Ann Surg Open ; 1(2): e023, 2020 Dec.
Artigo em Inglês | MEDLINE | ID: mdl-37637447

RESUMO

Objective: To determine if Black race is associated with worse short-term postoperative morbidity and mortality when compared to White race in a contemporary, cross-specialty-matched cohort. Background: Growing evidence suggests poorer outcomes for Black patients undergoing surgery. Methods: A retrospective analysis was conducted comprising of all patients undergoing surgery in the National Surgical Quality Improvement Program dataset between 2012 and 2018. One-to-one coarsened exact matching was conducted between Black and White patients. Primary outcome was rate of 30-day morbidity and mortality. Results: After 1:1 matching, 615,118 patients were identified. Black race was associated with increased rate of all-cause morbidity (odds ratio [OR] = 1.10, 95% confidence interval [CI] 1.08-1.13, P < 0.001) and mortality (OR = 1.15, 95% CI 1.01-1.31, P = 0.039). Black race was associated with increased risk of re-intubation (OR = 1.33, 95% CI 1.21-1.48, P < 0.001), pulmonary embolism (OR = 1.55, 95% CI 1.40-1.71, P < 0.001), failure to wean from ventilator for >48 hours (OR = 1.14, 95% CI 1.02-1.29, P < 0.001), progressive renal insufficiency (OR = 1.63, 95% CI 1.43-1.86, P < 0.001), acute renal failure (OR = 1.39, 95% CI 1.16-1.66, P < 0.001), cardiac arrest (OR = 1.47, 95% CI 1.24-1.76 P < 0.001), bleeding requiring transfusion (OR = 1.39, 95% CI 1.34-1.43, P < 0.001), DVT/thrombophlebitis (OR = 1.24, 95% CI 1.14-1.35, P < 0.001), and sepsis/septic shock (OR = 1.09, 95% CI 1.03-1.15, P < 0.001).
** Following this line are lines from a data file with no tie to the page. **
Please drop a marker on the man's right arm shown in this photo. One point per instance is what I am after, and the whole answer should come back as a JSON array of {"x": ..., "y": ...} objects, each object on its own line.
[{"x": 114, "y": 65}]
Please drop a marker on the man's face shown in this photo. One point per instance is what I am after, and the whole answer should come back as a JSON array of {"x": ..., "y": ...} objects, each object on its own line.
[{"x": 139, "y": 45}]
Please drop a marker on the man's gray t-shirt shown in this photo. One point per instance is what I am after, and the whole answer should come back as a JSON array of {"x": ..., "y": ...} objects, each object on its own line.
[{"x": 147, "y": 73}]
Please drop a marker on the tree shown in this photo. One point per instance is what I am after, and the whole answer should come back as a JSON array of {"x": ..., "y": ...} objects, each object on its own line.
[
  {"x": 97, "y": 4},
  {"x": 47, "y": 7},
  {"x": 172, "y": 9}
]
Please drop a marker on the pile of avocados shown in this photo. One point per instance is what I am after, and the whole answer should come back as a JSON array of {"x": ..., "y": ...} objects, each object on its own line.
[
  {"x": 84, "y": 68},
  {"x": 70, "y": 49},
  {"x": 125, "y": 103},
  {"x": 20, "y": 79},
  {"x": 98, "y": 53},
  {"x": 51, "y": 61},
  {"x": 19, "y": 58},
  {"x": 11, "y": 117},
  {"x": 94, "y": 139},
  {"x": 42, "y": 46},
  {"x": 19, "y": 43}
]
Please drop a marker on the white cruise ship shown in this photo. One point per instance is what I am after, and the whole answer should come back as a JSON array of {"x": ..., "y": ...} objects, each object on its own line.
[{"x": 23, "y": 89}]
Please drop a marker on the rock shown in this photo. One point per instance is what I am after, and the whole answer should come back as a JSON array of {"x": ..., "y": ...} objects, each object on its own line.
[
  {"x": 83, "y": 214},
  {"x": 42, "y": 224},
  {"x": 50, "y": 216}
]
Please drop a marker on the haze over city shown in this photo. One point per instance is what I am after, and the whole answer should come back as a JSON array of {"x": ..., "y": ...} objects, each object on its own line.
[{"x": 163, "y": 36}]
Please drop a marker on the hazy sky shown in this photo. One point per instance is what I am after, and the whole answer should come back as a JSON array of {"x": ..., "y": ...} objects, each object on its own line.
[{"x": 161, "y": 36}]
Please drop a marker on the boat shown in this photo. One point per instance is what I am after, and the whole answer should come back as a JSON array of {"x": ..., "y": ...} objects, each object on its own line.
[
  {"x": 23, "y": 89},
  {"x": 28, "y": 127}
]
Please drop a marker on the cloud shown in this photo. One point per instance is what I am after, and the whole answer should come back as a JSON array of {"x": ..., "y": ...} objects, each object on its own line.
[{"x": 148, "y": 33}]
Black patients were also more likely to have a readmission (OR = 1.12, 95% CI 1.10-1.16, P < 0.001), discharge to a rehabilitation center (OR = 1.73, 95% CI 1.66-1.80, P < 0.001) or facility other than home (OR = 1.20, 95% CI 1.16-1.23, P < 0.001). Conclusion and Relevance: This contemporary matched analysis demonstrates an association with increased morbidity, mortality, and readmissions for Black patients across surgical procedures and specialties.